Flattened modernity

Flattened modernity November 4, 2006

In the introduction to his All That Is Solid Melts Into Air , Marshall Berman argues that nineteenth century critics of modernity had a much richer grasp of the costs and promise of modernity than do twentieth century observers. Modern life is, Rousseau said, a whirlwind ( le tourbillon social ), and being modernist means learning to live in the whirlwind. “The great modernists of the nineteenth century,” he suggests, citing Marx and Nietzsche, “all attack the environment pasionately, and strive to tear it down or explode it from within; yet all find themselves remarkably at home in it, alive to its possibilities, affirmative even in their radical negations, playful and ironic even in their moments of gravest seriousness and depth.” The nineteenth-century modern voice found in Kierkegaard, Baudelaire, Melville, Carlyle, Dostevsky is “a voice that knows pain and dread, but believes in its power to come through,” which recognizes danger all around but does not allow the danger to stamp out the flow of energy.


By the early 20th century, however, the perspective on modernity had polarized into celebrants and enemies. Italian futurists announced that “the triumphant porgress of science makes changes in humanity inevitable, changes that are hacking an abyss between those docile slaves of tradition and us free moderns who are confident in the radiant splendor of our future.” On the other hand, Weber saw in the modern world only the iron cage that “determines the lives of all individuals who are born into this mechanism with irresistible force.” Futurists had none of the passionate nostalgia of a Marx, from whom Berman draws his title; Weber, at least in Protestant Ethic , had none of Marx’s hope for a new order.

Hope, if it is found at all, is to be found in those “outside” the modern system – in the ghettoes, prisons, the Southern Hemisphere. This despair concerning modernity could express itself in the radicalism of a Marcuse and student demonstrations, but it could also express itself in fascism, which asumes that somehow an elite has escaped the dulling effects of modernity and now is called to lead the soulless masses.

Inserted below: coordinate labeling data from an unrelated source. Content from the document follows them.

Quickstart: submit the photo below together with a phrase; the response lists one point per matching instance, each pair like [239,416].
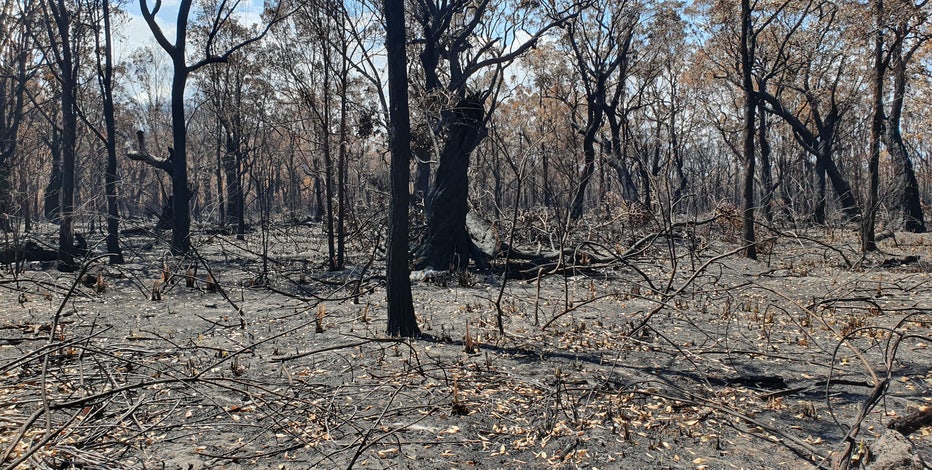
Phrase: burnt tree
[401,319]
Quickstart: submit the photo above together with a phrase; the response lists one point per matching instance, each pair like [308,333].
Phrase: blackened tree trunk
[868,222]
[447,245]
[766,175]
[181,207]
[232,160]
[750,109]
[593,124]
[52,200]
[178,51]
[906,187]
[12,93]
[65,61]
[105,77]
[818,216]
[401,319]
[820,143]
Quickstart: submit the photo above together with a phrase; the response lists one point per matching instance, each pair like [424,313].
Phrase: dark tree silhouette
[401,319]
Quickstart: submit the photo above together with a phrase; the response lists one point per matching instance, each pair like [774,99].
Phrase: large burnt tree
[462,40]
[401,319]
[906,22]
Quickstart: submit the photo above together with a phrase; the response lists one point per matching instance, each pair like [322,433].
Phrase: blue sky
[135,33]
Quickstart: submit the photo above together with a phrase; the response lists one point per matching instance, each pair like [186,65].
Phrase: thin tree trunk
[868,241]
[750,108]
[111,177]
[906,187]
[765,164]
[447,245]
[401,319]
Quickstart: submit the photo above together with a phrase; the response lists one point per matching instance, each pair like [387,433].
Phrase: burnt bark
[750,110]
[401,319]
[905,186]
[868,237]
[447,245]
[111,178]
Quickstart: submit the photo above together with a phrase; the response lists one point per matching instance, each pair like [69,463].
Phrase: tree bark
[447,245]
[401,319]
[593,124]
[868,240]
[111,176]
[906,187]
[750,109]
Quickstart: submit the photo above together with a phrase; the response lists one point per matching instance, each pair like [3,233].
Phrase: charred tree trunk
[52,201]
[750,110]
[868,223]
[447,245]
[232,162]
[594,122]
[401,319]
[111,177]
[906,187]
[766,174]
[181,207]
[619,160]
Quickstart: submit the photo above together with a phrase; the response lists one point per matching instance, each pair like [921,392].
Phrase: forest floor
[679,355]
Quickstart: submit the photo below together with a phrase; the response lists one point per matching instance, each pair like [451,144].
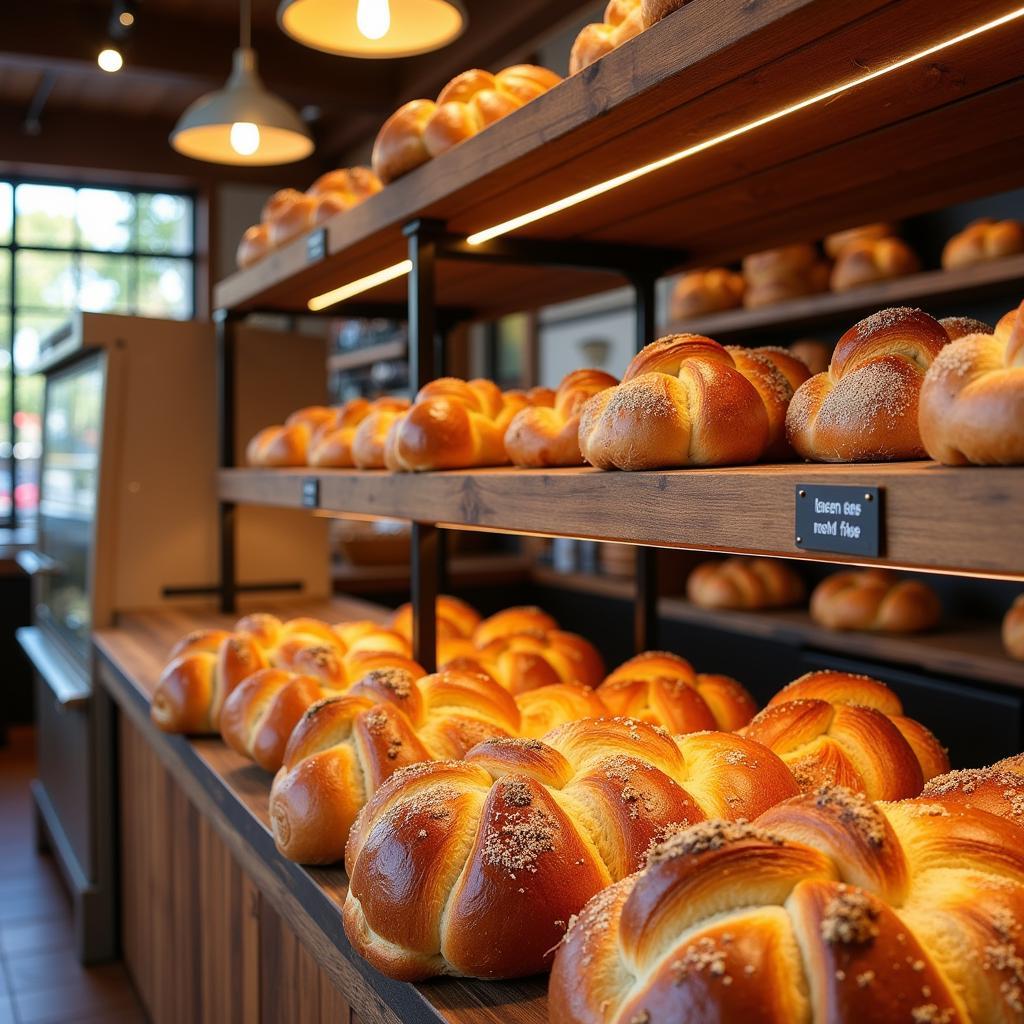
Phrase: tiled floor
[41,982]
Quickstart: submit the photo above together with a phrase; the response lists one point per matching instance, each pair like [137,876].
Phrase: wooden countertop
[232,794]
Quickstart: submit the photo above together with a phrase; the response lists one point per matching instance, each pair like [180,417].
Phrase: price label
[316,246]
[839,519]
[310,493]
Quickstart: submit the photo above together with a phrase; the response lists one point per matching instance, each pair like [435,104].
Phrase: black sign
[310,493]
[316,246]
[842,520]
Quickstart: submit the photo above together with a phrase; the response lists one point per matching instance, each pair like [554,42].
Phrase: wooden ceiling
[179,49]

Post-modernism has its first appearance in this context, as a form of affirmative modernism. For writers and artists in this camp (Berman mentions John Cage, Susan Sontag, Robert Venturi), “the modernism of pure form and the modernism of pure revolt were both too narrow, too self-righteous, too constricting to the modern spirit. Their ideal was to open onself to the immense variety and richness of things, materials and ideas that the modern world inexhaustibly brought forth. They breathed fresh air and playfulness into a cultural ambience which in the 1950s had become unbearably solemn, rigid, and closed. Pop modernism recreated some of the openness to the world, the generosity of vision, of some of the great modernists of the past.” What pop modernism lacked, however, was “critical bite” that would enable it to distinguish where to affirm and where to oppose modernity.